Overall Grade: ⭐️ ⭐️ ⭐️ ⭐️
Tropes: arranged marriage; hate to love; side of romantic suspense; grump/sunshine
Winter Renshaw’s gold lies in the way she crafts her MMCs. There is a common thread to them: alpha in nature, closed off, and stubborn. It takes the tenacity of the FMC to blow through their tremendous emotional walls. Over and over again, Renshaw makes us fall in love with this character construction, no matter the plot points. This is also the case in her newest story, Hate Mail. Slade and Campbell’s parents are life-long friends who decide early in their children’s lives to arrange a marriage, effectively joining their powerful families. Their parents also encourage them early on to become pen pals, and it becomes clear from the start that the two don’t want what their parents have decided.
The first half of Renshaw’s Hate Mail is compelling. Slade is Renshaw’s typical hero, and while Campbell hopes to forgo the arranged marriage, she strives to understand and connect with Slade, who makes that task almost impossible. This first half, their strife and Campbell’s pain, is where the angst of her story resides and where she pulls her reader into Hate Notes.
Unfortunately, the second half falls apart a bit. For one, Slade spends two-thirds of the story pushing Campbell away, and he makes a sudden 180 with very little provocation.

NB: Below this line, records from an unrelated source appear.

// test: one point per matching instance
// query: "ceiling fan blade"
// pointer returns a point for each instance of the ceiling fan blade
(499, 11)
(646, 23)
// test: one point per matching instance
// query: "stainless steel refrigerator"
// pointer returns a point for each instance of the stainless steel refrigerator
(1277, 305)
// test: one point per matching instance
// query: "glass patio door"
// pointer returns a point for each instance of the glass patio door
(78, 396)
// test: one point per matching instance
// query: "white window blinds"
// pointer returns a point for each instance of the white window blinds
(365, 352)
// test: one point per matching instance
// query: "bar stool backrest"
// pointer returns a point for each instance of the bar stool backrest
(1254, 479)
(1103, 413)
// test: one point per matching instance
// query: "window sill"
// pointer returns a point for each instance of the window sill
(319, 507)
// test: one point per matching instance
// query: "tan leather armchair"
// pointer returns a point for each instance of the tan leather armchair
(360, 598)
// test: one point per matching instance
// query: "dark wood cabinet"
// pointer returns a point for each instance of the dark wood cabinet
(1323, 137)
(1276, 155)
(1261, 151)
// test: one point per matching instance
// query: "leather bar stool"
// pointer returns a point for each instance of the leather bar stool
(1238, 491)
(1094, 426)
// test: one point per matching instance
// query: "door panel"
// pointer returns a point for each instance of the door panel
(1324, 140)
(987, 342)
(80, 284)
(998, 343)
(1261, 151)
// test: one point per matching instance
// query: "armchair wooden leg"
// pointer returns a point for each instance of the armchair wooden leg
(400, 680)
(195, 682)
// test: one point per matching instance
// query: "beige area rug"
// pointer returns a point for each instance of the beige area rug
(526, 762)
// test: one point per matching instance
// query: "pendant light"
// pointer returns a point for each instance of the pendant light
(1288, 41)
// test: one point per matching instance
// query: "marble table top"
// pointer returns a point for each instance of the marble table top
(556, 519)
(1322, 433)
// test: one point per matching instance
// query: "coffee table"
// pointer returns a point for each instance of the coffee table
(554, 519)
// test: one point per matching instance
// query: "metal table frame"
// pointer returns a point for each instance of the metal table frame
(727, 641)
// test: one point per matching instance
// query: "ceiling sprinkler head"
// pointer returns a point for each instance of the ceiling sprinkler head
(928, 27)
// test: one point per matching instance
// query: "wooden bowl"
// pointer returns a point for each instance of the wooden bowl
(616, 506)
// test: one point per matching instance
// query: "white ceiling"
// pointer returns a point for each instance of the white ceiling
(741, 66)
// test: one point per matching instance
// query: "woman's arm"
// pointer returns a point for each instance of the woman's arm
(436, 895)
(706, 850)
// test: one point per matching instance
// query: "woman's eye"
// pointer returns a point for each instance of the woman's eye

His acceptance of Campbell comes too easily given the strife of the first portion of Renshaw’s book. It feels like “a miss” of sorts. Secondly, there are two situations that arise for Slade in the story, one resolves too easily and the second feels thrown into the story. Had I read a draft of Hate Mail, I would recommend removing the second and developing the emotional turmoil of the first so we can better empathize with Slade.
The ending for Slade and Campbell in Hate Mail is sweet, and they earn their happy ending. It’s the latter third of this book that simply needed a bit more work, save for the epilogues.